B6.FVB(129S4)-Tg(Ckmm-cre)5Khn/J

Stock number: 006475
Product name: MCK-Cre
Research areas: Research Tools

Description

MCK-Cre transgenic mice have the Cre recombinase gene driven by the muscle creatine kinase promoter, andCre activity is observed in skeletal and cardiac muscle. When bred with mice containing a loxP-flanked sequence of interest, Cre-mediated recombination will result in skeletal and cardiac muscle deletion of the flanked genome.

Detailed description

These MCK-Cre transgenic mice have the Cre recombinase gene driven by the muscle creatine kinase (MCK or Ckm) promoter. Cre activity is observed in skeletal and cardiac muscle. When bred with mice containing a loxP-flanked sequence of interest, Cre-mediated recombination will result in skeletal and cardiac muscle deletion of the flanked genome.
Hemizygous mice are viable, fertile, normal in size, and do not display any gross physical or behavioral abnormalities. Additionally, The Jackson Laboratory colony is viable and fertile as homozygotes.

Development

A transgene was designed with a cre recombinase cDNA sequence (with a SV-40 large T antigen nuclear localization signal and poly(A) signal) inserted in place of the translation initiation site of the Ckm gene. This construct was injected into fertilized FVB embryos which were then implanted into CD1 foster mothers. Chimeric mice were bred to FVB inbred animals to establish transgenic offspring (founder line 5). At some point, mice were bred to insulin receptor mutant mice on a mixed B6;129S4 genetic background. The donating investigator reported that double mutants were backcrossed for 10 generations to C57BL/6 mice (see SNP note below) and then selected for the transgene (and against the targeted mutation) prior to arrival at The Jackson Laboratory.
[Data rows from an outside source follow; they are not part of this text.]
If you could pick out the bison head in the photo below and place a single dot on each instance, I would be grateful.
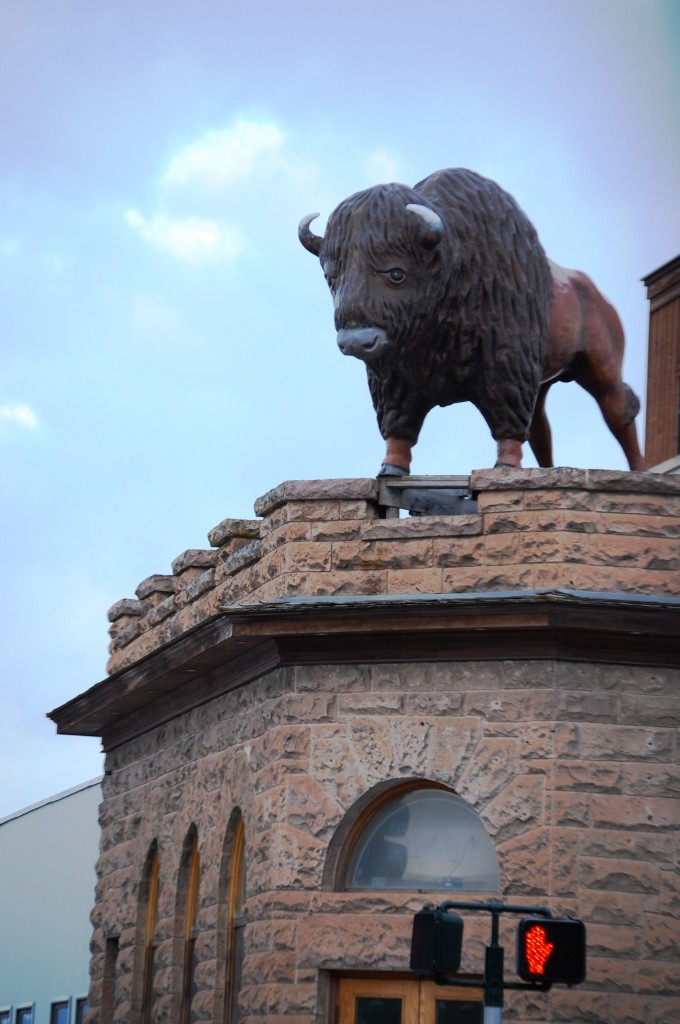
(381, 258)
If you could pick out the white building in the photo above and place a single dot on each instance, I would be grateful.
(47, 857)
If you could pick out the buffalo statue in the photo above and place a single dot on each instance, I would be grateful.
(444, 292)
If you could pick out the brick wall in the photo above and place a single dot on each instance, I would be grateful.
(574, 769)
(574, 766)
(585, 529)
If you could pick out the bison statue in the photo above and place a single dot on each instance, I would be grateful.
(444, 292)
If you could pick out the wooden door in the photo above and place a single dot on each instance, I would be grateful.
(372, 1000)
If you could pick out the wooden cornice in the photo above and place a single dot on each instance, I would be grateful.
(246, 641)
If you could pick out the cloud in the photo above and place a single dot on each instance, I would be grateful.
(18, 416)
(160, 324)
(222, 158)
(193, 240)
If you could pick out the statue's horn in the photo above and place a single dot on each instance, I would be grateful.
(432, 221)
(308, 239)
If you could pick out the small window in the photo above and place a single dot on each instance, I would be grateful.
(236, 923)
(423, 839)
(58, 1013)
(190, 912)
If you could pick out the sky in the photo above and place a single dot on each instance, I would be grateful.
(167, 351)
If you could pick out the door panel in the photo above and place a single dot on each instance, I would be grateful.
(373, 1000)
(441, 1005)
(376, 1001)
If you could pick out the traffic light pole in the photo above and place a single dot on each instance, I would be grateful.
(494, 983)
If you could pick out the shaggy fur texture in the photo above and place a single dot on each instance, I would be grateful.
(471, 321)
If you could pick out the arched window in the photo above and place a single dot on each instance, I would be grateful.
(151, 889)
(236, 923)
(421, 837)
(190, 912)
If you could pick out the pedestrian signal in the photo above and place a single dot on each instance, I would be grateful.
(436, 942)
(551, 950)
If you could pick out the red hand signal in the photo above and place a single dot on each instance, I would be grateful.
(537, 948)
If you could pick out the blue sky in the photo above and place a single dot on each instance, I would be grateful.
(168, 351)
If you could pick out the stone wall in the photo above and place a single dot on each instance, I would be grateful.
(574, 769)
(572, 765)
(585, 529)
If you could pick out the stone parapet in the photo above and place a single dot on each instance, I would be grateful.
(584, 529)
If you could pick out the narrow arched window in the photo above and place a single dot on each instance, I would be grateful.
(190, 913)
(420, 837)
(152, 881)
(236, 924)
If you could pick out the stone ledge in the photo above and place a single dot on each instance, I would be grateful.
(589, 529)
(314, 491)
(566, 478)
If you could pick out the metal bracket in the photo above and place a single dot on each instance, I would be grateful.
(426, 495)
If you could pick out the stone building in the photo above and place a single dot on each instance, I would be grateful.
(336, 714)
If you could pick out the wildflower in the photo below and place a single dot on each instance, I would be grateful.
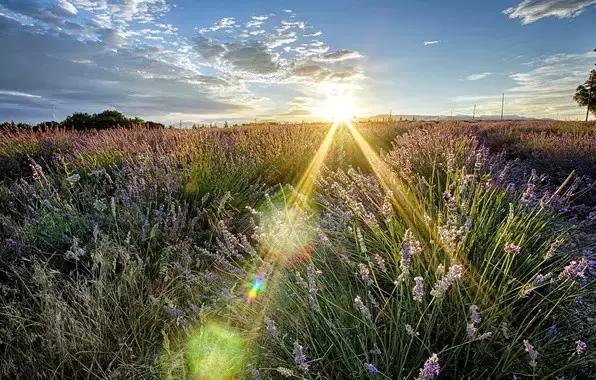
(512, 249)
(375, 350)
(552, 250)
(73, 178)
(529, 196)
(358, 304)
(541, 279)
(173, 312)
(285, 372)
(410, 248)
(418, 290)
(592, 268)
(580, 347)
(364, 274)
(299, 357)
(430, 370)
(576, 270)
(363, 249)
(471, 330)
(311, 274)
(453, 274)
(475, 314)
(371, 368)
(532, 352)
(372, 299)
(256, 374)
(440, 270)
(410, 330)
(270, 327)
(379, 262)
(10, 243)
(75, 252)
(551, 330)
(36, 170)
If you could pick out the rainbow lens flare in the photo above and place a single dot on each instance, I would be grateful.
(256, 287)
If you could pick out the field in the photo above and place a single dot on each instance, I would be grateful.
(382, 250)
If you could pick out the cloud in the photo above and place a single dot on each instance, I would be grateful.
(529, 11)
(224, 23)
(81, 76)
(544, 90)
(340, 55)
(478, 76)
(101, 54)
(18, 94)
(283, 52)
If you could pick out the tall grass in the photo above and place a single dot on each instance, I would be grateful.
(119, 248)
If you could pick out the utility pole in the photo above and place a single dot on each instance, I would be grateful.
(590, 93)
(502, 104)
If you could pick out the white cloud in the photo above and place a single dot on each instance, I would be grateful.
(119, 53)
(529, 11)
(224, 23)
(544, 90)
(18, 94)
(478, 76)
(67, 7)
(339, 55)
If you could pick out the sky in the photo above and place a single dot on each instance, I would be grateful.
(201, 61)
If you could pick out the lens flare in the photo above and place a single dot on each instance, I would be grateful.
(214, 351)
(256, 286)
(286, 230)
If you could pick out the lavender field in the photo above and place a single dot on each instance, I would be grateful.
(381, 250)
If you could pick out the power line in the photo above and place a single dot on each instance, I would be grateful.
(502, 104)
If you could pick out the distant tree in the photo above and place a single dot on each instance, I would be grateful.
(110, 119)
(78, 120)
(585, 94)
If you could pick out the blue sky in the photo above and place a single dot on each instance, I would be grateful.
(196, 61)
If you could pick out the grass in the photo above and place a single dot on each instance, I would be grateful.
(173, 254)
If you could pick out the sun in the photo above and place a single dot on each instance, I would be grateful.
(338, 105)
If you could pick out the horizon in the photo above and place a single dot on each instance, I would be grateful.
(179, 60)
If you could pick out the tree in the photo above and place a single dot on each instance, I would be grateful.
(78, 120)
(585, 94)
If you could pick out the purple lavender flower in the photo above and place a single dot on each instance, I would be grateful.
(379, 262)
(173, 311)
(375, 350)
(299, 357)
(453, 274)
(532, 352)
(430, 370)
(512, 249)
(270, 327)
(371, 368)
(358, 304)
(475, 315)
(10, 243)
(410, 248)
(418, 290)
(576, 270)
(471, 330)
(311, 275)
(364, 274)
(551, 330)
(580, 347)
(592, 268)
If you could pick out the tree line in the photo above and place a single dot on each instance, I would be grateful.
(81, 121)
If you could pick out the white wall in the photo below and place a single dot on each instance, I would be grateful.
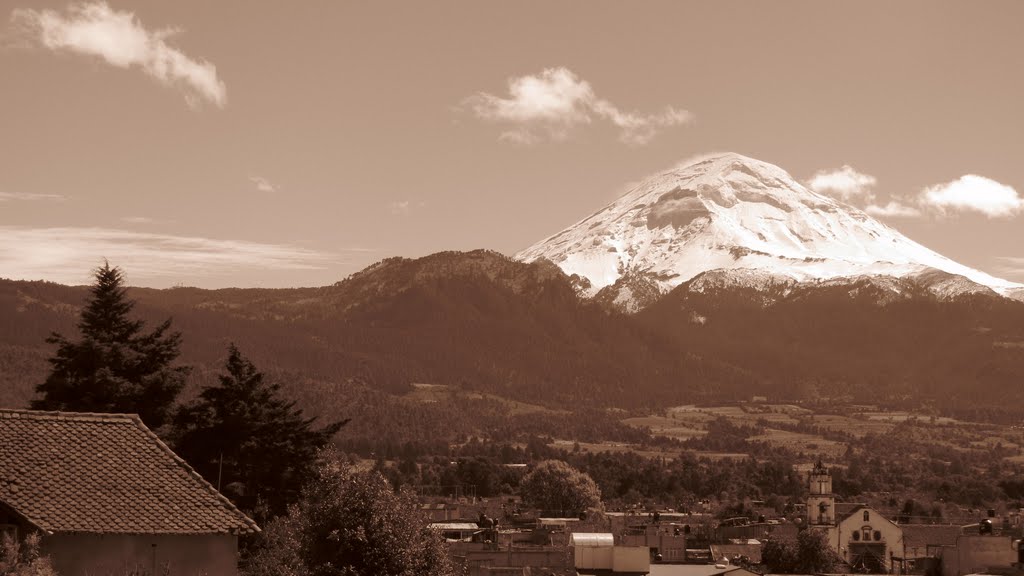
(82, 554)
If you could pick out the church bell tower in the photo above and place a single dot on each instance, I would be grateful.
(820, 501)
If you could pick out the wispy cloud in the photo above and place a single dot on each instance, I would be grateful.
(66, 254)
(403, 206)
(29, 197)
(1011, 265)
(137, 219)
(894, 209)
(121, 40)
(974, 194)
(552, 104)
(846, 182)
(263, 184)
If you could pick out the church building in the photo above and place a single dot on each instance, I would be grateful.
(859, 534)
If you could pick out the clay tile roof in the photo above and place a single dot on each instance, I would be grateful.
(67, 471)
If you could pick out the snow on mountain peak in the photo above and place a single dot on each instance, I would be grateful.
(728, 211)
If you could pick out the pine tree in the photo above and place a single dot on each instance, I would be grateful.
(115, 367)
(244, 437)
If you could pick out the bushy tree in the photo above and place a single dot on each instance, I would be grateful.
(553, 485)
(243, 434)
(115, 367)
(24, 559)
(811, 554)
(350, 523)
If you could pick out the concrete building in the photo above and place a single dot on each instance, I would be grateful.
(108, 495)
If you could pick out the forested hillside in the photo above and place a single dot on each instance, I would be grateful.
(483, 323)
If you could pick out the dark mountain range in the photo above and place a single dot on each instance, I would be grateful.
(481, 322)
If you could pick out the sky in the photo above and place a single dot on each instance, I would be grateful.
(276, 145)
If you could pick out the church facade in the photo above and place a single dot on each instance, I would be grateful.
(860, 535)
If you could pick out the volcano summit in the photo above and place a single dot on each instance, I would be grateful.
(749, 219)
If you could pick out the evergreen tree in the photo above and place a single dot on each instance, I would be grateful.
(244, 437)
(115, 367)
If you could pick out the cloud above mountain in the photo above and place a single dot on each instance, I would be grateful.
(970, 193)
(550, 106)
(120, 39)
(846, 182)
(67, 254)
(974, 194)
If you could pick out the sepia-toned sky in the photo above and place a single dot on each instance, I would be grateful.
(292, 144)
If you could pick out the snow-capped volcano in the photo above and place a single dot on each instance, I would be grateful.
(728, 211)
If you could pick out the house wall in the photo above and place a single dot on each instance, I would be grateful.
(199, 554)
(977, 553)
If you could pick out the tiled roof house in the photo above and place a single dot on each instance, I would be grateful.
(108, 494)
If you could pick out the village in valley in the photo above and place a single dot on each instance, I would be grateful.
(531, 288)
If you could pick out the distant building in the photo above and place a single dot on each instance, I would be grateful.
(861, 535)
(107, 495)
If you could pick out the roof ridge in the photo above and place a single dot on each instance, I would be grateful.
(250, 523)
(66, 415)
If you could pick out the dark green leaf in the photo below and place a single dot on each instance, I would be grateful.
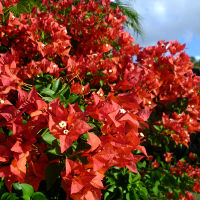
(38, 196)
(52, 172)
(27, 189)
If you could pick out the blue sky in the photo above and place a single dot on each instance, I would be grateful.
(169, 20)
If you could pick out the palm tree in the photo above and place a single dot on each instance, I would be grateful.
(133, 18)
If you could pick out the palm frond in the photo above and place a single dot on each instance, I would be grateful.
(133, 18)
(23, 6)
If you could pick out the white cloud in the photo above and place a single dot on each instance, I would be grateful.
(197, 58)
(168, 20)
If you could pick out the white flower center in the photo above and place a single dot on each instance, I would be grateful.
(65, 132)
(2, 101)
(123, 111)
(141, 134)
(110, 71)
(62, 124)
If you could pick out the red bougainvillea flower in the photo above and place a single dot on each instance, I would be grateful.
(155, 164)
(66, 124)
(168, 157)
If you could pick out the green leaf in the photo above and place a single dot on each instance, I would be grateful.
(16, 186)
(48, 138)
(52, 172)
(72, 99)
(27, 190)
(56, 85)
(5, 196)
(112, 188)
(38, 196)
(155, 188)
(101, 83)
(54, 151)
(48, 92)
(128, 196)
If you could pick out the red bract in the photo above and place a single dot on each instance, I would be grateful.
(66, 124)
(120, 86)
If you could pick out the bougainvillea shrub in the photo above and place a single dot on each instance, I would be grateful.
(84, 108)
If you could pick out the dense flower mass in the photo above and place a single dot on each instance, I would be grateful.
(73, 94)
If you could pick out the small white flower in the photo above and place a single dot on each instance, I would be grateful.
(65, 132)
(123, 111)
(141, 134)
(62, 124)
(2, 101)
(110, 71)
(132, 67)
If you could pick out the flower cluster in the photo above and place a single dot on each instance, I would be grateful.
(84, 49)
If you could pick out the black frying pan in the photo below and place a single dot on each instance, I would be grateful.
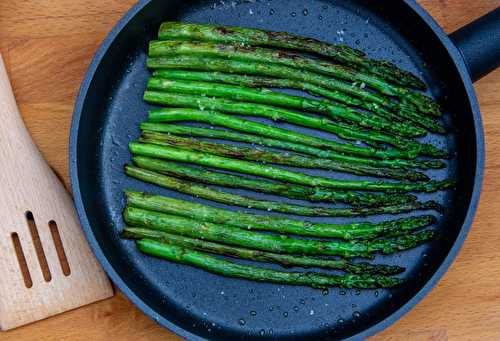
(199, 305)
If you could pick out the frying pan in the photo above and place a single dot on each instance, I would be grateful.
(198, 305)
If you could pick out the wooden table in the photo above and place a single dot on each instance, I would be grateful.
(48, 44)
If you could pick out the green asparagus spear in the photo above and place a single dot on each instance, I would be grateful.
(291, 191)
(267, 156)
(337, 112)
(313, 82)
(276, 173)
(238, 35)
(261, 256)
(258, 82)
(243, 201)
(285, 139)
(267, 242)
(229, 269)
(282, 225)
(279, 114)
(248, 53)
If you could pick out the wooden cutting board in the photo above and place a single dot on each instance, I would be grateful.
(48, 45)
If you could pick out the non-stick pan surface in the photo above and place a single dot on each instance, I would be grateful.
(197, 304)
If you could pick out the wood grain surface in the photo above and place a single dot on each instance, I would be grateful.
(48, 238)
(48, 45)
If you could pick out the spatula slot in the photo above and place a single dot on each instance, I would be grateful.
(42, 259)
(21, 259)
(61, 254)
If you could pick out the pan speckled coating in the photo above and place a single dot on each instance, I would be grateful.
(199, 305)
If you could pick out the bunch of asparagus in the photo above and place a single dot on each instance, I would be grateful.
(207, 74)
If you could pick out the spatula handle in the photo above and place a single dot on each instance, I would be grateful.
(40, 237)
(14, 137)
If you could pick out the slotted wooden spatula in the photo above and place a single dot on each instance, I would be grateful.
(46, 266)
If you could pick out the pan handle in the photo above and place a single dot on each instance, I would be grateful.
(479, 43)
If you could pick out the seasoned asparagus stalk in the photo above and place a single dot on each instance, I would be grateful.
(282, 138)
(249, 202)
(279, 114)
(292, 191)
(229, 269)
(267, 156)
(261, 256)
(282, 225)
(248, 36)
(272, 243)
(276, 173)
(259, 81)
(337, 112)
(313, 82)
(262, 55)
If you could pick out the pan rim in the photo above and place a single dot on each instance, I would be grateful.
(391, 319)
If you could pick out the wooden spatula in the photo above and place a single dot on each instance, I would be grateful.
(46, 266)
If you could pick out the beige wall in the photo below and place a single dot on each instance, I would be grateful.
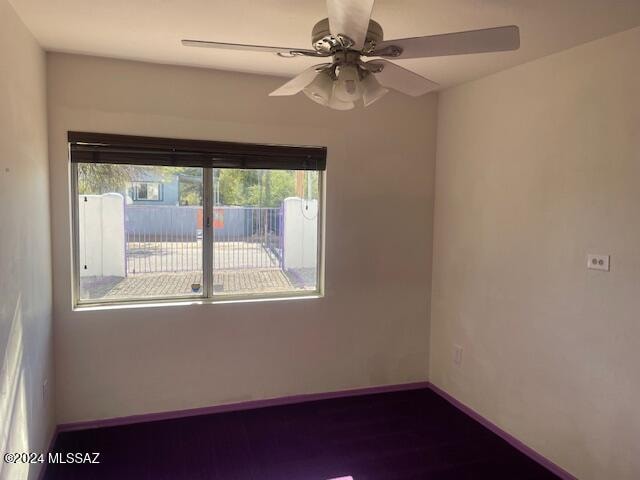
(536, 167)
(370, 329)
(26, 416)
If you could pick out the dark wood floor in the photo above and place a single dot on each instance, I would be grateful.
(404, 435)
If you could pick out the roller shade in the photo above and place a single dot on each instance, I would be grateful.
(132, 150)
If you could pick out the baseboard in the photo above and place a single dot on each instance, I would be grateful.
(52, 441)
(231, 407)
(270, 402)
(510, 439)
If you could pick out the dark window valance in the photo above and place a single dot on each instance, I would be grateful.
(133, 150)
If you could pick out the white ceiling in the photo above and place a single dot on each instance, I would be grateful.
(151, 30)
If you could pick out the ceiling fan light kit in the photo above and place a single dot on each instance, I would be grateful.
(348, 35)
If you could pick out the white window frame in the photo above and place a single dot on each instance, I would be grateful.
(208, 296)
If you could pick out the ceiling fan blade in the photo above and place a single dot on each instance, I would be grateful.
(254, 48)
(297, 83)
(350, 18)
(401, 79)
(497, 39)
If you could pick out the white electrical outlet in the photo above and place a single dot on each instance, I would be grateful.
(457, 355)
(598, 262)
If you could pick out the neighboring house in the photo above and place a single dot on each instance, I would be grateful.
(161, 190)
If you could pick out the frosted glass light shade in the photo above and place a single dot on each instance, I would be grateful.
(347, 88)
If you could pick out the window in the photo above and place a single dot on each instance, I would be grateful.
(147, 191)
(228, 220)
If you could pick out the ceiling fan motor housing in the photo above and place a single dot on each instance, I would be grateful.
(324, 42)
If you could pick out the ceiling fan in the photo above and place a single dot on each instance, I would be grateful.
(348, 36)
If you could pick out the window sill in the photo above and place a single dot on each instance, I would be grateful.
(156, 303)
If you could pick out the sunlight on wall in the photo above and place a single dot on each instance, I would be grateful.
(14, 421)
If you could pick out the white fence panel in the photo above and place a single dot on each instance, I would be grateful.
(300, 233)
(101, 232)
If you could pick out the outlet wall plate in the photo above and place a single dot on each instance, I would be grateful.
(598, 262)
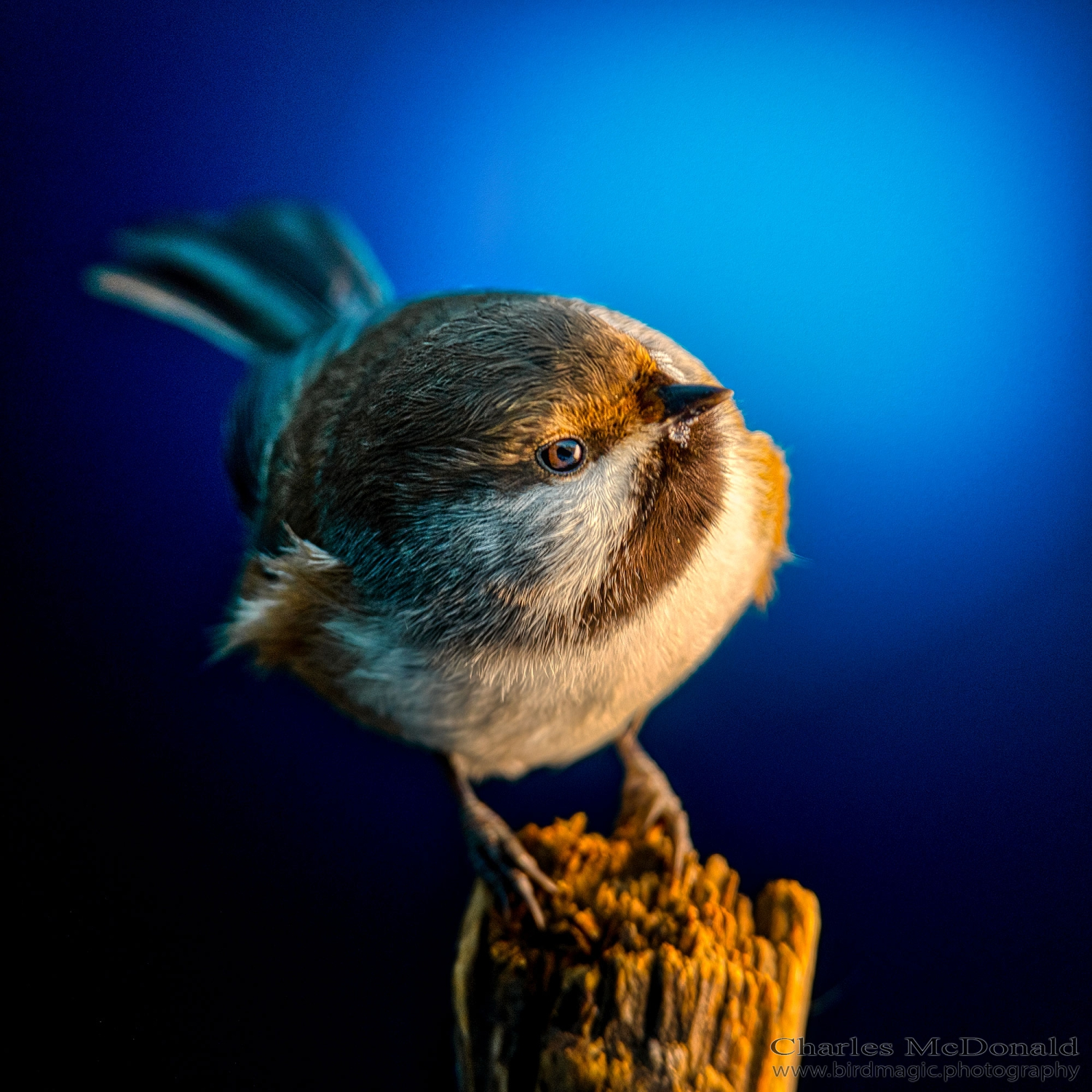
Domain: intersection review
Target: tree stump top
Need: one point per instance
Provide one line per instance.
(639, 983)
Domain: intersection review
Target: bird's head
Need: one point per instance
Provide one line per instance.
(531, 470)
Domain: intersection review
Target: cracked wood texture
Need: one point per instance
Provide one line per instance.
(638, 983)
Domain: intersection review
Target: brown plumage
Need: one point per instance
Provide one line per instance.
(499, 526)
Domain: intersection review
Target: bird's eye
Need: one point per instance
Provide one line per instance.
(561, 456)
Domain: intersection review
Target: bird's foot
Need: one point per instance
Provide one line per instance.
(498, 856)
(646, 795)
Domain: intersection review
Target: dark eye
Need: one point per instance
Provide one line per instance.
(561, 456)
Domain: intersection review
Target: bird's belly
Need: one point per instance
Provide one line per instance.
(509, 712)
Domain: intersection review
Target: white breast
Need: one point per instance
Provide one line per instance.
(511, 711)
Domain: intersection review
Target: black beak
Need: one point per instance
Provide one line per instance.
(686, 400)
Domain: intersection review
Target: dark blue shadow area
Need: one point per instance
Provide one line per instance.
(871, 221)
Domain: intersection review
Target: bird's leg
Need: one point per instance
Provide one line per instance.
(646, 794)
(497, 854)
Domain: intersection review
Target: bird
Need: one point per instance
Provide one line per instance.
(499, 526)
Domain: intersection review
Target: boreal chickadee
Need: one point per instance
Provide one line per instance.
(500, 526)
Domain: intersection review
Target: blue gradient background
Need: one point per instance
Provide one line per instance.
(871, 221)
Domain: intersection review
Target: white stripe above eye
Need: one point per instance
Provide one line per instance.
(668, 365)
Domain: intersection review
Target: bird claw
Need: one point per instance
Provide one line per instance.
(500, 858)
(648, 796)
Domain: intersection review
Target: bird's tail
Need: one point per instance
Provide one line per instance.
(279, 284)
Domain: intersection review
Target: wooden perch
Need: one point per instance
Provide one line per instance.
(638, 984)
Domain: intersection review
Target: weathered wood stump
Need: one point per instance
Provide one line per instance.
(638, 983)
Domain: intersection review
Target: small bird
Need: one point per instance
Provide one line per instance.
(499, 526)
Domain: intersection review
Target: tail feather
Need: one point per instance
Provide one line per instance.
(277, 284)
(262, 281)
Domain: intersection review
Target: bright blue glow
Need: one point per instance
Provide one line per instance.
(871, 220)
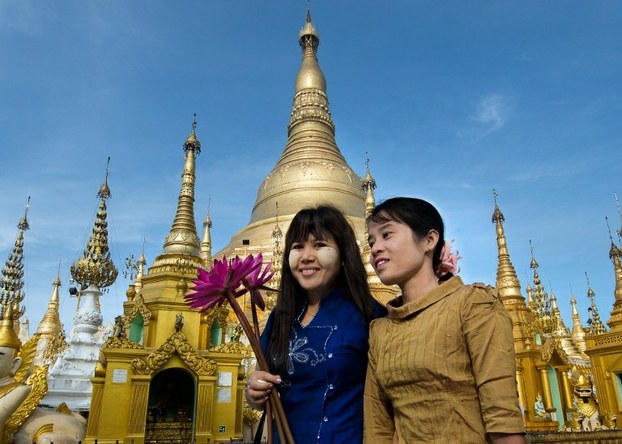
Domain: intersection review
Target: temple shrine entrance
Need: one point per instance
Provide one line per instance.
(170, 414)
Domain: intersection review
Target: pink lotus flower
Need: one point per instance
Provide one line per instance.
(226, 281)
(255, 281)
(211, 288)
(449, 260)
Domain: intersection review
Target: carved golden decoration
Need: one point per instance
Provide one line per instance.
(138, 307)
(12, 280)
(178, 432)
(96, 266)
(250, 416)
(125, 343)
(230, 347)
(176, 343)
(27, 353)
(554, 345)
(64, 408)
(38, 381)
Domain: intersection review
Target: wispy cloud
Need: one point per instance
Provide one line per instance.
(492, 112)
A 32 SNP (single nucleotide polymorphism) panel analysis, with 27 markers covering all 19 chromosomes and the X chromosome, as well as 5 markers that distinguish between the C57BL/6J and C57BL/6N substrains, was performed on the rederived living colony at The Jackson Laboratory Repository. While the 27 markers throughout the genome suggested a C57BL/6 genetic background, at least 1 of 5 markers that determine C57BL/6J from C57BL/6N were found to be segregating. These data suggest the mice sent to The Jackson Laboratory Repository were on a mixed C57BL/6J ; C57BL/6N genetic background.

Allele

Symbol: Tg(Ckmm-cre)5Khn
Name: transgene insertion 5, C Ronald Kahn
MGI accession ID: MGI:2182095
Generation method: Transgenic
Attributes: Recombinase-expressing
Synonyms: Ckm-cre; Ckmm-cre; Ckmm-NLS-cre; Cre^Mck; mckCRE; MCK-cre; MCKCre⁺; MCK-cre5; Tg(Ckm-cre)5Khn; Tg(Ckmm-cre)1Khn
Marker symbol: Tg(Ckmm-cre)5Khn
Marker name: transgene insertion 5, C Ronald Kahn
Marker synonyms: Ckmm-NLS-cre; mckCRE; MCK-Cre; MCKCre⁺; MCK-cre5; Tg(Ckmm-cre)1Khn
Chromosome: UN
Strain of origin: FVB
Expressed genes: cre,cre recombinase,bacteriophage P1
Site of expression: skeletal and cardiac muscle
Molecular note: A 6.5 kb genomic DNA fragment of the Ckmm gene containing the promoter and enhancer 1, untranslated exon 1, 3kb of intron 1 including the enhancer 2 region, and the first 16 bp of exon 2 drives expression of a modified cre with an SV40 large T antigen nuclear localization signal. Expression is directed to the heart and skeletal muscle.